…Close the loop on customer surveys
Last month, I wrote a post which suggested that you stop guessing what your customers were thinking and instead (dramatic pause for novel thought) you just asked them. I offered up several different ways you could “survey” your customers from traditional surveys to secret shopping and advisory boards.
But… what I forgot to mention was this:
When you ask your customers (or employees, or vendors) for their opinion or assessments – be sure you close the loop by telling what you learned. Let them share in the insights you gained AND tell them what you are going to do with this new knowledge.
Let’s say that one of the key pieces of feedback you got was that when your customers couldn’t get a hold of their normal account rep, they didn’t know who else they could talk to if there was a problem.
One way to handle that would be to create a contact sheet (headshot, name, title, phone number, cell phone number, e-mail, etc.) of the entire team that works on the client. Write a letter, explaining that this was something you learned during the survey, so you’re sharing this contact sheet with them in case they were one of the people who wasn’t sure who to reach out to if there was trouble.
It doesn’t have to be fancy or formal. A letter from your CEO with these elements would also work just great.
- Thank you for participating in our survey if you did
- Here were the things you loved the most (share the good news too!)
- Here are the top 3 things we learned we could improve upon
- Here is how we’re going to address those items
- Again, thank you. If you have more feedback, please feel free to call me.
You could also write a story for your newsletter or put it on your blog, website or Facebook fan page. No matter what method — be sure you close the loop and let them know that you appreciated their time and that they were heard.
P.S. The other plus of closing the loop is that it reinforces the message that you care about their opinion, you listen when they offer feedback and you are always trying to get even better.
I agree. Surveys are a great way to get input from your clients. However, sometimes survey’s are like putting a bowl of cookies on the table in front of people….. they wait to reach out and get one until someone else does first. By informing people of responses you’ve received from your survey will most certainly generate more responses! Thanks for all the great topics Drew!

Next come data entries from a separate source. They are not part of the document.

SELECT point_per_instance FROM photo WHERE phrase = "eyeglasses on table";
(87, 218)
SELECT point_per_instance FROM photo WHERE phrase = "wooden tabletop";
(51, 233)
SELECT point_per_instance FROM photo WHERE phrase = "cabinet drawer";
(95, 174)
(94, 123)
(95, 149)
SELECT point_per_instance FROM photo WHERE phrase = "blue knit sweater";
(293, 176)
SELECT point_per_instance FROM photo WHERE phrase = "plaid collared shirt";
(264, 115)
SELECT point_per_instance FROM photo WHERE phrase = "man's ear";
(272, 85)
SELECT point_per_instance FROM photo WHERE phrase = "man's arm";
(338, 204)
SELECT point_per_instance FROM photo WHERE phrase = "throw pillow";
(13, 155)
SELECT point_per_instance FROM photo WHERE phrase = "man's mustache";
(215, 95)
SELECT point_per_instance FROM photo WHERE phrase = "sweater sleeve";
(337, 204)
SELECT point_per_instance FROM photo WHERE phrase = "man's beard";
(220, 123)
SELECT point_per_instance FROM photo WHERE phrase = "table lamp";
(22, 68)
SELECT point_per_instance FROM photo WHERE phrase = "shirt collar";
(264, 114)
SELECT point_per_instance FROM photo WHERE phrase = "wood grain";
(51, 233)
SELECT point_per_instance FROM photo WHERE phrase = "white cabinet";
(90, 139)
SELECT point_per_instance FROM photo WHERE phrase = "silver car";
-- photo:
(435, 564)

Great post here. You make a wonderful point about making sure to let your customers know that you are actually using the feedback that they are providing you.

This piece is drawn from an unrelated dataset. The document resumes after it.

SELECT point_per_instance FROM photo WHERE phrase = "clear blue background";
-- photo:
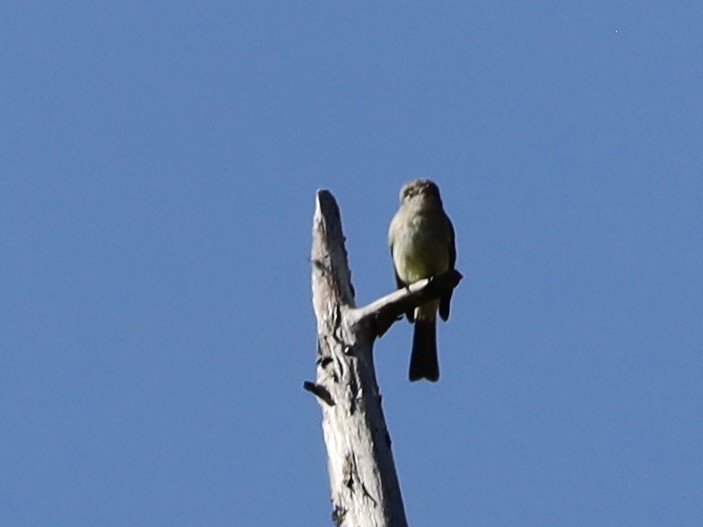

Our company has been helping clients collect and measure their customer feedback for over 20 years and we always push our clients to share their results.
Nothing frustrates a customer more than when they take the time to share their feedback only to see it archived and not utilized.
I thoroughly enjoyed your post. It coincided with an article in our major daily this morning that said Toyota does a poor job of integrating customer feedback. The unwillingness to incorporate findings showed a structural problem within the company.
If Toyota didn’t understand the value of listening before…they should now!
Some companies are reluctantly accepting the fact that a customer-centric business approach is the only way to conduct business. This is not a trend but the new order.
Thanks again for the post.
You can view the article at http://www.chron.com.
Nice post, Drew. I’ve given it a shout out on The Radical Ear. http://bit.ly/maxl1q
Customers are the lifeline of all businesses and knowing what they think about you, your company, and / or your offered services should be one of an organization’s top concerns.
The typical survey will not do. Your survey should be direct and effective enough. This is where closing the loop comes in handy.
Closing the loop on customer surveys will save both the surveyor and the surveyee’s time. You’ll be more direct and you’ll get a more sincere response.